Small Cars: Bearing the Brunt
The small car segment, traditionally the volume driver for companies like Maruti Suzuki, continues to face severe pressure. Rising input costs have pushed entry-level car prices higher, while consumers increasingly prefer to stretch budgets for compact SUVs. This segment has seen consistent volume declines since FY2023, with no immediate recovery in sight.
Sedans: Continued Marginalization
The sedan segment’s decline accelerates, now representing less than 10% of total passenger vehicle sales compared to over 25% a decade ago. Even premium sedan offerings struggle to compete with similarly priced SUVs.
Despite maintaining export leadership, Maruti faces challenges in its traditional stronghold of small cars. The company’s strategy of expanding its SUV portfolio with models like Grand Vitara and Fronx partially offsets small car declines, but overall volume growth remains under pressure.
As the second-largest exporter and strong SUV player, Hyundai appears better positioned but faces inventory challenges similar to industry peers. The company’s recent focus on feature-rich SUVs helps maintain market share but at compressed margins.
Both companies, with SUV-heavy portfolios, are likely to outperform industry growth rates. Tata’s electric vehicle portfolio provides additional cushion, while Mahindra’s exclusive focus on SUVs aligns well with market trends.
Factors Driving Conservative Outlook
Rising interest rates through FY2025 increased vehicle financing costs, while persistent inflation impacted discretionary spending.
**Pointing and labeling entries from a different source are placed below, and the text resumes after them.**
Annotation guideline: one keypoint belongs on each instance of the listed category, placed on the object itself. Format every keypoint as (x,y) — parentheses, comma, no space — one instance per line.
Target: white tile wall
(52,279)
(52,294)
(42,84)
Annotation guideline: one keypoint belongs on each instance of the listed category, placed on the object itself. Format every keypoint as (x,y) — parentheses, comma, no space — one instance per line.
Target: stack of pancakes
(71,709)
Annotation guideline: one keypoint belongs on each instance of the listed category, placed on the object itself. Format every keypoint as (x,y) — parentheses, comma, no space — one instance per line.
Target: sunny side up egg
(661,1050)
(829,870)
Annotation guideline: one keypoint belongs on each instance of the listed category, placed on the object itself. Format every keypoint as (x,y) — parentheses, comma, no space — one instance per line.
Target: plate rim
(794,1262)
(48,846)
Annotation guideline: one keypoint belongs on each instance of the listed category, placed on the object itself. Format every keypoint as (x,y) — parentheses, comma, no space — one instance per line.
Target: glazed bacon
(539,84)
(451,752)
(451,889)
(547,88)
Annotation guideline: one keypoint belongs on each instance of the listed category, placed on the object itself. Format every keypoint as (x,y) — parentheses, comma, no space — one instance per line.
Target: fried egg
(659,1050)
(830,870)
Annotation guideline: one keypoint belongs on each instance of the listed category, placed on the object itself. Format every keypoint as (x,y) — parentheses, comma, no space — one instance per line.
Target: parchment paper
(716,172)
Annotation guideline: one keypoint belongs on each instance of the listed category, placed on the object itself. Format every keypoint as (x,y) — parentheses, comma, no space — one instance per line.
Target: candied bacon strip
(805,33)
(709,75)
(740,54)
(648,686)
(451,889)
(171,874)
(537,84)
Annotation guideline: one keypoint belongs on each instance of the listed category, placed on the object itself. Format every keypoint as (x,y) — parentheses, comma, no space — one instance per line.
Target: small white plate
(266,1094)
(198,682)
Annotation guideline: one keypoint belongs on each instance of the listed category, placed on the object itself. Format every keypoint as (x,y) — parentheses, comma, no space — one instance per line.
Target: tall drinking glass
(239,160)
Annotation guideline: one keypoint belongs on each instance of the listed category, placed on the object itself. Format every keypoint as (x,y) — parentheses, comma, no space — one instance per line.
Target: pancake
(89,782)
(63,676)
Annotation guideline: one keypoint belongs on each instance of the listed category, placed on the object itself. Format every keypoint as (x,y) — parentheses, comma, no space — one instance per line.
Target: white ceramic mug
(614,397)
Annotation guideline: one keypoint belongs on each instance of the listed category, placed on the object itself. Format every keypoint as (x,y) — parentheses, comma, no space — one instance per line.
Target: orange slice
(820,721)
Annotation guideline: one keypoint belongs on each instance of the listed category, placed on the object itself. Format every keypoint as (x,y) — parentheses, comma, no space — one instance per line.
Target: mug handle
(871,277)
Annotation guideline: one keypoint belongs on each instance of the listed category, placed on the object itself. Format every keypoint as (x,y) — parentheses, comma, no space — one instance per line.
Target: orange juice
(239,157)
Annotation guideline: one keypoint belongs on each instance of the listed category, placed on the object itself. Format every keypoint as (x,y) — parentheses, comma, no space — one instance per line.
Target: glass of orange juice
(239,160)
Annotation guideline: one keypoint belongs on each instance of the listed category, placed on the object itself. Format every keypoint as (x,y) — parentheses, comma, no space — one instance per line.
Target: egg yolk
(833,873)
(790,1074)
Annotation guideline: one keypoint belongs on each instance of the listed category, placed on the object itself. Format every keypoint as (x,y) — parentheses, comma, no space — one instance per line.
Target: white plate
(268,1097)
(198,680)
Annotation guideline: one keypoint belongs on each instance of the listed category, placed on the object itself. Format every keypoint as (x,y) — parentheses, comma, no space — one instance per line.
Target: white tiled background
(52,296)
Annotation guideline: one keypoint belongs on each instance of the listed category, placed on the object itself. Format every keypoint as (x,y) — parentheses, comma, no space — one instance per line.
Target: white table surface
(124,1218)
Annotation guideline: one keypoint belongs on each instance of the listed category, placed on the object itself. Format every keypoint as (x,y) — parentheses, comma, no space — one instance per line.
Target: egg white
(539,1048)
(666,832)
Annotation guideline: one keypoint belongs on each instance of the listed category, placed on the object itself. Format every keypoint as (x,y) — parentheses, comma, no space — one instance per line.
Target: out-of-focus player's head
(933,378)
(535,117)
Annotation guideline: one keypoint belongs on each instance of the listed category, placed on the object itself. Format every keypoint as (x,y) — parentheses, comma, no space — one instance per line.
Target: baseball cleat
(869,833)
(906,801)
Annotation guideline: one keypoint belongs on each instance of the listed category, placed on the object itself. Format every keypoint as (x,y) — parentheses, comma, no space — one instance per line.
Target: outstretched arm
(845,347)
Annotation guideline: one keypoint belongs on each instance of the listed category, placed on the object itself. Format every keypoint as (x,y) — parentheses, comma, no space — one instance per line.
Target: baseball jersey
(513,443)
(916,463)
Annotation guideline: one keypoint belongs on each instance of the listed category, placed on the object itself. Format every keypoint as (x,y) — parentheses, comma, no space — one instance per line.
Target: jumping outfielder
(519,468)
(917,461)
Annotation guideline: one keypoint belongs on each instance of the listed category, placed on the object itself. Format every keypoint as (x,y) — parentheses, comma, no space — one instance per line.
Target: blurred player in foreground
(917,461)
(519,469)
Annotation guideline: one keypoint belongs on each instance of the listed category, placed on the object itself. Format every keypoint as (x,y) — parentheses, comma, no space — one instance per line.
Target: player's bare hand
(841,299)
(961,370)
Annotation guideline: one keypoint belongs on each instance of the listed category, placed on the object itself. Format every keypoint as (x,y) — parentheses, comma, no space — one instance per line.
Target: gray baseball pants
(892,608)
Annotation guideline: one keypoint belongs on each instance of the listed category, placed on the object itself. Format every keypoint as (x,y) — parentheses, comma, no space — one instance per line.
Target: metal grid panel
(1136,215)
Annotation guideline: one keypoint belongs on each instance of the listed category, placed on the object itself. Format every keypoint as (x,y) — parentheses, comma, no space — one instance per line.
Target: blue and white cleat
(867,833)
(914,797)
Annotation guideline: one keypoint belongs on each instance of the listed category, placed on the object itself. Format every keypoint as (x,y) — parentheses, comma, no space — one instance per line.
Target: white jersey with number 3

Urban consumption, particularly in metros, shows signs of moderation after three years of strong growth.
The industry awaits clarity on GST rate rationalization, with expectations that rate cuts could provide demand stimulus. However, the timing remains uncertain, creating a wait-and-watch scenario among potential buyers.
Investments in electric vehicle development, compliance with stricter emission norms, and integration of advanced safety features add to vehicle costs, potentially impacting affordability for price-sensitive segments.
While exports grew 9% in July 2025, this comes from a low base following global economic challenges in FY2025. Key export markets in Africa, Latin America, and Southeast Asia face their own economic pressures, limiting potential for significant export-led growth.
ICRA’s projection assumes potential GST rate cuts materializing in the second half of FY2026. Without policy support, even the modest 1-4% growth projection could be at risk. The industry particularly seeks GST reduction from 28% to 18% for vehicles below certain engine capacities, which could improve affordability for mass-market segments.
Festive Season
The upcoming festive season (October-November 2025) will be crucial in determining whether FY2026 can achieve even the modest projected growth. Historical data suggests festive months account for 30-35% of annual sales, making this period critical for clearing accumulated inventory and achieving full-year targets.
Industry stakeholders remain cautiously optimistic that a combination of new model launches, potential policy support, and festive season demand could help achieve the upper end of ICRA’s 1-4% growth projection. However, the stark contrast with recent years’ performance underscores the structural challenges facing India’s passenger vehicle industry as it navigates a more mature and competitive market landscape.